Disaster recovery scenarios

Database corruption / accidental drop

  1. Pick the most recent good autocom-*.sql.gz from the backup PVC (or your offsite remote).
  2. Restore via the recipe above.
  3. Reissue any writes since the dump from app logs / event store if you have one.

Whole CNPG cluster lost

  1. Recreate the cluster (kubectl apply -k k8s/overlays/default) and the bootstrap secrets (Database: CloudNativePG).
  2. Wait for the cluster to reach READY 3/3.
  3. Restore the latest dump.

Whole node lost (single-node k3s)

The local-path PVCs live on the node — they're gone with the node. Restore from your offsite copy. This is the case offsite sync exists for; if you haven't enabled it yet, do it now.

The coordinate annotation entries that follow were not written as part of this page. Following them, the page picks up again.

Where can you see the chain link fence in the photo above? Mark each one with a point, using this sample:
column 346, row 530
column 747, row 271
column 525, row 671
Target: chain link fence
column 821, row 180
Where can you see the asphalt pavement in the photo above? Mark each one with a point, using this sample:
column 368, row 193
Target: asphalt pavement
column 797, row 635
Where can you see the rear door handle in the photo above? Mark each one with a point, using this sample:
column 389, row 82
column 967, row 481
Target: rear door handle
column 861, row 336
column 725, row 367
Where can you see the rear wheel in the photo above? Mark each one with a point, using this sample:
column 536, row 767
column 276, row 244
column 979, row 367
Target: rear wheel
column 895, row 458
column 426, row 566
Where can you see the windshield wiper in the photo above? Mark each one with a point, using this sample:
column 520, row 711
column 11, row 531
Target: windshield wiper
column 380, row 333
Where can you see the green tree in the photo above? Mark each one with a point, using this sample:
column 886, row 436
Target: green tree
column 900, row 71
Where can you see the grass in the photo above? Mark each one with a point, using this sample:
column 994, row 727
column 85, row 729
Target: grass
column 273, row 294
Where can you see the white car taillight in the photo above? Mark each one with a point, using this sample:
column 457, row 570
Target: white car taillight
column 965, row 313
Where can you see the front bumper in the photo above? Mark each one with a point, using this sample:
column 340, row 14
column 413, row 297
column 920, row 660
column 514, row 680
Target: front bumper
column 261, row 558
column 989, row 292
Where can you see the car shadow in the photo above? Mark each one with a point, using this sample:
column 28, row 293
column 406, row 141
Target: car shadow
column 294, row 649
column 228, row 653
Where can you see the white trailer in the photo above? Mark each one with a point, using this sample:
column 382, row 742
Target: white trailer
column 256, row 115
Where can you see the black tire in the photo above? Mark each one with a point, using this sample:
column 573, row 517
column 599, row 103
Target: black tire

Upgrade path: barmanObjectStore

When you outgrow logical dumps and want continuous WAL archiving + PITR, switch the cluster to CNPG's native barmanObjectStore backups:

# In k8s/overlays/default/postgres.yaml, add to the Cluster spec:
spec:
  backup:
    barmanObjectStore:
      destinationPath: s3://autocom-backups/
      endpointURL: https://<r2-or-s3-endpoint>
      s3Credentials:
        accessKeyId:     { name: backup-s3-creds, key: ACCESS_KEY }
        secretAccessKey: { name: backup-s3-creds, key: SECRET_KEY }
    retentionPolicy: "30d"

# And a ScheduledBackup CRD for daily base backups:
---
apiVersion: postgresql.cnpg.io/v1
kind: ScheduledBackup
metadata:
  name: autocom-db-daily
spec:
  schedule: "0 0 2 * * *"   # 02:00 daily
  cluster: { name: autocom-db }
  method: barmanObjectStore

That gives you second-level RPO and lets you bootstrap a brand-new cluster from any point in time using bootstrap.recovery.recoveryTarget.targetTime. The pg_dump CronJob can stay (belt-and-braces) or be removed once barman is verified.